The novel follows Victor Mancini, a medical school drop-out desperately trying to afford his mother's hospital care by working in the 1730s and, even weirder, pretending to choke on food in fancy restaurants to gain the help, and money, of unsuspecting heroes. (I would argue, however, the one with the true hero-complex, maybe more aptly Jesus-complex, is Victor.)
He also goes to sex-addict meanings to get laid. So it's all a bit morally ambiguous, and generally quite pessimistic about life. But within all the bad language and sex lies the true heart of the issue: identity. Victor doesn't really know who he is or what he wants, he doesn't know where he's going, except following the same old pattern of addiction and serious mother issues.
Mother issues become more apparent as we're offered flashbacks of his childhood between chapters. Generally all the relationships he forms in this novel are dysfunctional, and so are the people (although weirdly appealing). His bestfriend, for example, starts hoarding rocks which somehow ends up providing a relevant and inspiring metaphor for the story.

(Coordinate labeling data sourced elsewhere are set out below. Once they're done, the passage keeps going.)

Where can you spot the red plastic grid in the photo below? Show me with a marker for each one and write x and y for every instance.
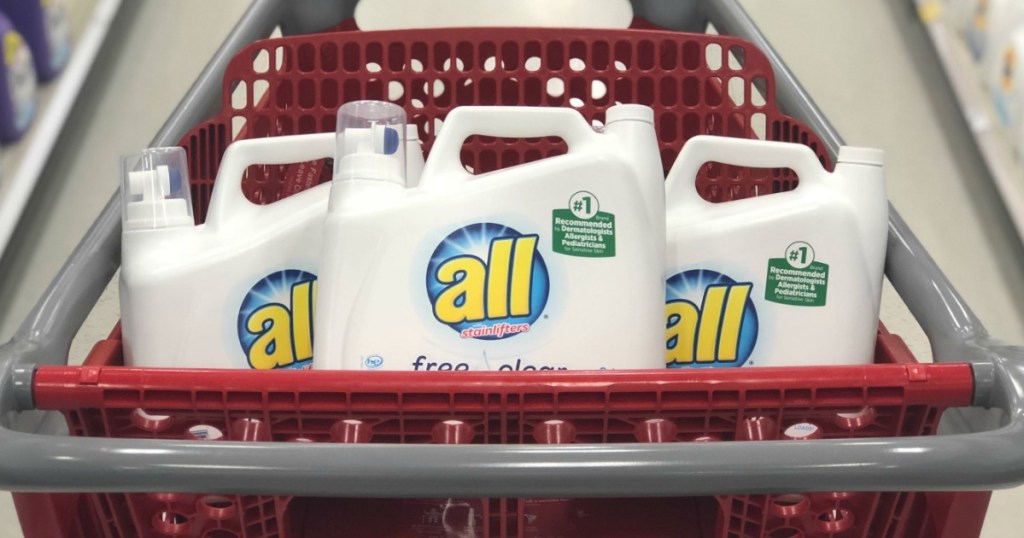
(697, 84)
(903, 398)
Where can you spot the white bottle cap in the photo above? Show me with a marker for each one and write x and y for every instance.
(371, 141)
(853, 155)
(155, 190)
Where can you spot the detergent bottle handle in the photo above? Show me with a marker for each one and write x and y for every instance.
(681, 183)
(443, 167)
(227, 201)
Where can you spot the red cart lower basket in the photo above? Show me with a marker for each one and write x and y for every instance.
(896, 397)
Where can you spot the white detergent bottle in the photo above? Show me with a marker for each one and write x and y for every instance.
(237, 291)
(788, 279)
(550, 264)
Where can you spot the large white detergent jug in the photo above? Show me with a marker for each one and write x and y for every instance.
(550, 264)
(237, 291)
(790, 279)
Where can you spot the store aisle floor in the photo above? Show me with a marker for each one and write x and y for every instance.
(867, 64)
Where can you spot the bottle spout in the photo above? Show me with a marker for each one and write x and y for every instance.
(155, 190)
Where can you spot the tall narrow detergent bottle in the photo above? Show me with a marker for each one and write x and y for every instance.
(17, 83)
(788, 279)
(238, 291)
(557, 263)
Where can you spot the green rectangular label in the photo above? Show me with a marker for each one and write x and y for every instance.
(592, 238)
(798, 287)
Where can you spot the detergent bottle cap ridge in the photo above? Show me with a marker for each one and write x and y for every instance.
(867, 156)
(629, 113)
(155, 190)
(371, 141)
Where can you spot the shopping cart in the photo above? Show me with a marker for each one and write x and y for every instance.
(516, 461)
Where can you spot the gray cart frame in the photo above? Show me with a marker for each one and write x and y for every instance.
(35, 459)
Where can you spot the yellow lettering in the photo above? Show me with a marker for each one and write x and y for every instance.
(681, 321)
(467, 289)
(711, 320)
(522, 275)
(499, 261)
(272, 347)
(732, 321)
(303, 308)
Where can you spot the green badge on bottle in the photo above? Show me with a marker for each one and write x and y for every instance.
(583, 230)
(797, 279)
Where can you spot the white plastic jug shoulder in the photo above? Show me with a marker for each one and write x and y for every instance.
(237, 291)
(551, 264)
(790, 279)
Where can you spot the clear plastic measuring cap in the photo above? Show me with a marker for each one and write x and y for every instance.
(371, 141)
(155, 190)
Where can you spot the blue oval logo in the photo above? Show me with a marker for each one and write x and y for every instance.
(710, 320)
(275, 321)
(487, 282)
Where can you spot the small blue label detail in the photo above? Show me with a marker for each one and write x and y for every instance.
(373, 362)
(487, 282)
(710, 321)
(275, 321)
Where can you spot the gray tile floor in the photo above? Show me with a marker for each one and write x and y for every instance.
(867, 64)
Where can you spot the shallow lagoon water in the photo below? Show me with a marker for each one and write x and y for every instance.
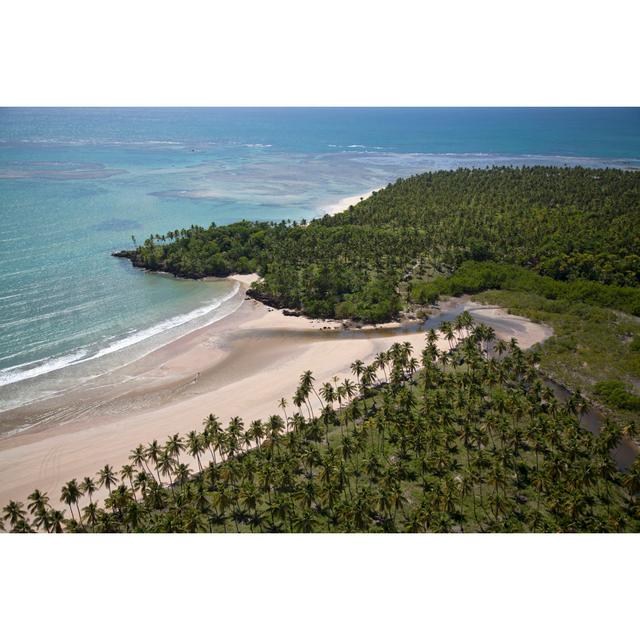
(76, 184)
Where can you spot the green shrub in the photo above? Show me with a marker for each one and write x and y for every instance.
(615, 394)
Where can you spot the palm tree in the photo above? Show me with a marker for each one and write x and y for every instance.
(14, 513)
(88, 487)
(195, 446)
(107, 478)
(70, 495)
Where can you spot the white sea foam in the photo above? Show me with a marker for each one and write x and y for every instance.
(17, 373)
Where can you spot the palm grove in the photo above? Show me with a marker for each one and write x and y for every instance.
(467, 437)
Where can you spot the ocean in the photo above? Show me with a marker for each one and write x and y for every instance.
(77, 184)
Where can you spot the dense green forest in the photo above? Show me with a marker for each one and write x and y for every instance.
(569, 224)
(466, 437)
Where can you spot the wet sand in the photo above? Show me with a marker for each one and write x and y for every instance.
(239, 366)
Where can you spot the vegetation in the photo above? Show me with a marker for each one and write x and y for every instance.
(572, 225)
(615, 393)
(465, 438)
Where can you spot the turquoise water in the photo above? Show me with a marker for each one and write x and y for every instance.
(76, 184)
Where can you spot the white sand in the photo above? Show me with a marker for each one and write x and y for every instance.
(246, 362)
(345, 203)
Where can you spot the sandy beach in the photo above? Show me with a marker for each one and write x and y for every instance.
(239, 366)
(345, 203)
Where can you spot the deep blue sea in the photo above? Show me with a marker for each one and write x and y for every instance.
(76, 184)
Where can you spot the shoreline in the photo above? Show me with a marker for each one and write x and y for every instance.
(239, 366)
(344, 203)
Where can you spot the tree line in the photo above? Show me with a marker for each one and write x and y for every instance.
(573, 225)
(459, 437)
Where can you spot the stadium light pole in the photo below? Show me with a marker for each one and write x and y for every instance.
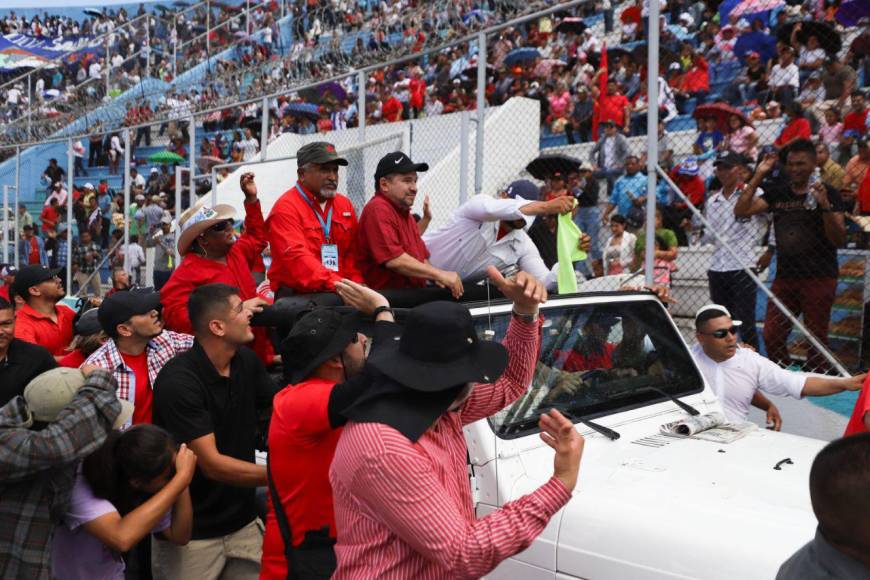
(652, 138)
(69, 197)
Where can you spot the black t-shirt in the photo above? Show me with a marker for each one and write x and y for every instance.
(802, 248)
(23, 362)
(192, 400)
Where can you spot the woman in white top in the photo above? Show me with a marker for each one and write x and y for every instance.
(619, 250)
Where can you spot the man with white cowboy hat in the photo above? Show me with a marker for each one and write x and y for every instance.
(491, 231)
(399, 479)
(63, 416)
(737, 374)
(211, 253)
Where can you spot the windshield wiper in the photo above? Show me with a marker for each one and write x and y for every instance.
(684, 406)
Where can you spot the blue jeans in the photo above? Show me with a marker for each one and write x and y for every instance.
(588, 219)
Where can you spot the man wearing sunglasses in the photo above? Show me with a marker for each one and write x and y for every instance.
(737, 374)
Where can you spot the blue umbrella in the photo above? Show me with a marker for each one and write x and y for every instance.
(519, 55)
(763, 44)
(851, 12)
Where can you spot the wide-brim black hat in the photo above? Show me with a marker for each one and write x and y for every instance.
(315, 338)
(439, 349)
(408, 411)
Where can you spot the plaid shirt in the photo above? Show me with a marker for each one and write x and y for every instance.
(38, 470)
(80, 259)
(160, 350)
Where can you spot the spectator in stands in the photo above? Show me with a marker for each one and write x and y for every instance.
(43, 437)
(784, 77)
(619, 249)
(737, 374)
(609, 155)
(20, 361)
(487, 231)
(809, 227)
(392, 251)
(832, 173)
(212, 254)
(629, 191)
(735, 246)
(86, 259)
(838, 482)
(41, 319)
(796, 126)
(324, 357)
(312, 229)
(210, 398)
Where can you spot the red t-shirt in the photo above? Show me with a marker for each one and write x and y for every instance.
(301, 443)
(612, 108)
(35, 327)
(144, 395)
(387, 232)
(862, 407)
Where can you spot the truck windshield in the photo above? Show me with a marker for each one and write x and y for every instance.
(597, 360)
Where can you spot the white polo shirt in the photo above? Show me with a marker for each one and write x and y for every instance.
(741, 234)
(735, 380)
(468, 243)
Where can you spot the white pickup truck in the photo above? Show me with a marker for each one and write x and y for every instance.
(647, 505)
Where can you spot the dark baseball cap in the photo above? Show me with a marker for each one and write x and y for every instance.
(524, 189)
(121, 306)
(730, 158)
(397, 162)
(318, 152)
(31, 275)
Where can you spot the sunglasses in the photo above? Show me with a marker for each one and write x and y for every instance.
(722, 332)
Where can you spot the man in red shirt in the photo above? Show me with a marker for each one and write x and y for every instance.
(614, 107)
(41, 320)
(392, 251)
(212, 254)
(312, 228)
(323, 359)
(860, 420)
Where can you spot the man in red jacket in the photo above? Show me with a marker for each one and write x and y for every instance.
(212, 254)
(312, 229)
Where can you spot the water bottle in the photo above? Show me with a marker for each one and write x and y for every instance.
(810, 201)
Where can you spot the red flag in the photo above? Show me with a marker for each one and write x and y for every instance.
(602, 90)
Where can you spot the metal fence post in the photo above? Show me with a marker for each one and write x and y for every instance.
(264, 130)
(361, 105)
(481, 112)
(652, 142)
(17, 184)
(69, 197)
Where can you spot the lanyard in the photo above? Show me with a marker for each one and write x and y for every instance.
(326, 226)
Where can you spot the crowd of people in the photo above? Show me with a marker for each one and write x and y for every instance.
(140, 415)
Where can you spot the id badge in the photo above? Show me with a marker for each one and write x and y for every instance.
(329, 256)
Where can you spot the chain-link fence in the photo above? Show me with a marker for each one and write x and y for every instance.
(560, 98)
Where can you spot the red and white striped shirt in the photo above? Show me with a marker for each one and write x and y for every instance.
(404, 510)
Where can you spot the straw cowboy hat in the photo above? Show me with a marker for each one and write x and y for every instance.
(198, 218)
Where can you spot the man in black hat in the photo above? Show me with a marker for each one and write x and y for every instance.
(20, 361)
(138, 346)
(399, 478)
(323, 359)
(312, 228)
(730, 285)
(392, 252)
(41, 319)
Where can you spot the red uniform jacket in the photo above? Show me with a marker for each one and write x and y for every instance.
(194, 271)
(296, 237)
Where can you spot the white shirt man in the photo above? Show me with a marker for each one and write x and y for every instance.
(470, 241)
(737, 374)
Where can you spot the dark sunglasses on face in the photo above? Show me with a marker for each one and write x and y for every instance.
(722, 332)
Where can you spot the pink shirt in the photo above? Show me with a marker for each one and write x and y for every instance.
(404, 510)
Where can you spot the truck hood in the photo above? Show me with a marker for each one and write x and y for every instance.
(650, 506)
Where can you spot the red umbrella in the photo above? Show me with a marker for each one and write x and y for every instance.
(721, 112)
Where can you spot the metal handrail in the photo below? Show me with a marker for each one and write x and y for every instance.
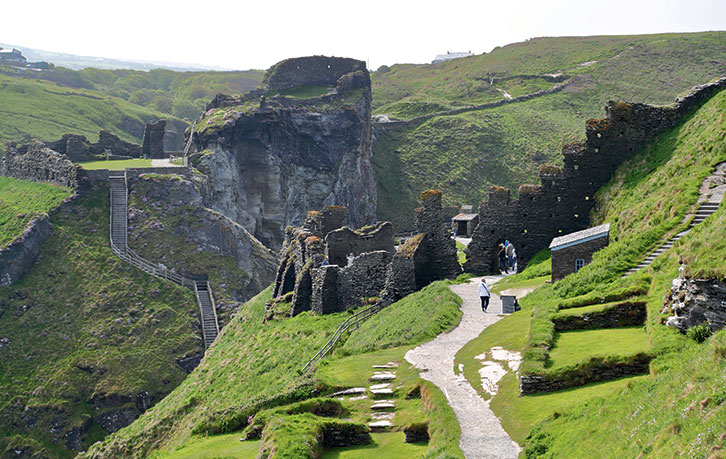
(353, 321)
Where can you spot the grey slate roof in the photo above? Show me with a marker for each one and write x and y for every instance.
(580, 237)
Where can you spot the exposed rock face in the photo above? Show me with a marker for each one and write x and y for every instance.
(169, 224)
(313, 70)
(562, 203)
(267, 164)
(39, 163)
(696, 301)
(152, 145)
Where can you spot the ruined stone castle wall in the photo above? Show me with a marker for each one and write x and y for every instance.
(39, 163)
(563, 201)
(310, 71)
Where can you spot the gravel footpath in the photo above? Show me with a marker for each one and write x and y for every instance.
(482, 435)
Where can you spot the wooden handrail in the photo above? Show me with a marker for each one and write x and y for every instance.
(352, 322)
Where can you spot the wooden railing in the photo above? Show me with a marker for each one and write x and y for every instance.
(351, 323)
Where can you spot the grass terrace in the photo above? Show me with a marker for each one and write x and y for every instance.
(21, 201)
(117, 165)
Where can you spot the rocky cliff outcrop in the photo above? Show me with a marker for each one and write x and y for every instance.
(268, 160)
(169, 224)
(697, 301)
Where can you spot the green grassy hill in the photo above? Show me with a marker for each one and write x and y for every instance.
(676, 409)
(86, 337)
(21, 201)
(46, 110)
(255, 365)
(463, 154)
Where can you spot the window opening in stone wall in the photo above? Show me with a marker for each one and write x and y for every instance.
(579, 263)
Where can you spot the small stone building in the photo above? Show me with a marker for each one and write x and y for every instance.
(573, 251)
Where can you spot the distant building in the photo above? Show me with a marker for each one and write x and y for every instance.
(449, 55)
(573, 251)
(12, 56)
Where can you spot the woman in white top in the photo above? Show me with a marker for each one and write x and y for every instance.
(484, 294)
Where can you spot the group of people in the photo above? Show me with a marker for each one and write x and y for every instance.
(507, 257)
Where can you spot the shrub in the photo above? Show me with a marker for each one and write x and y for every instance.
(699, 333)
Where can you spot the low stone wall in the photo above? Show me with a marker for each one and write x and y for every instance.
(624, 314)
(17, 258)
(39, 163)
(593, 372)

One thing for sure is that Chuck Palahniuk can write some strange, yet brilliant, things. And some really disgusting things, I didn't really want to hear about the adventures of his "dog" (use your imagination) or go quite into as much detail about snot-filled tissues - but there you go.
I enjoyed it, weirdly enough, and do recommend anyone to give it a go (although maybe not the faint hearted).
Favourite quote:
"Even after all this rushing around, where we've ended up is the middle of nowhere in the middle of the night."
"Even after all this rushing around, where we've ended up is the middle of nowhere in the middle of the night."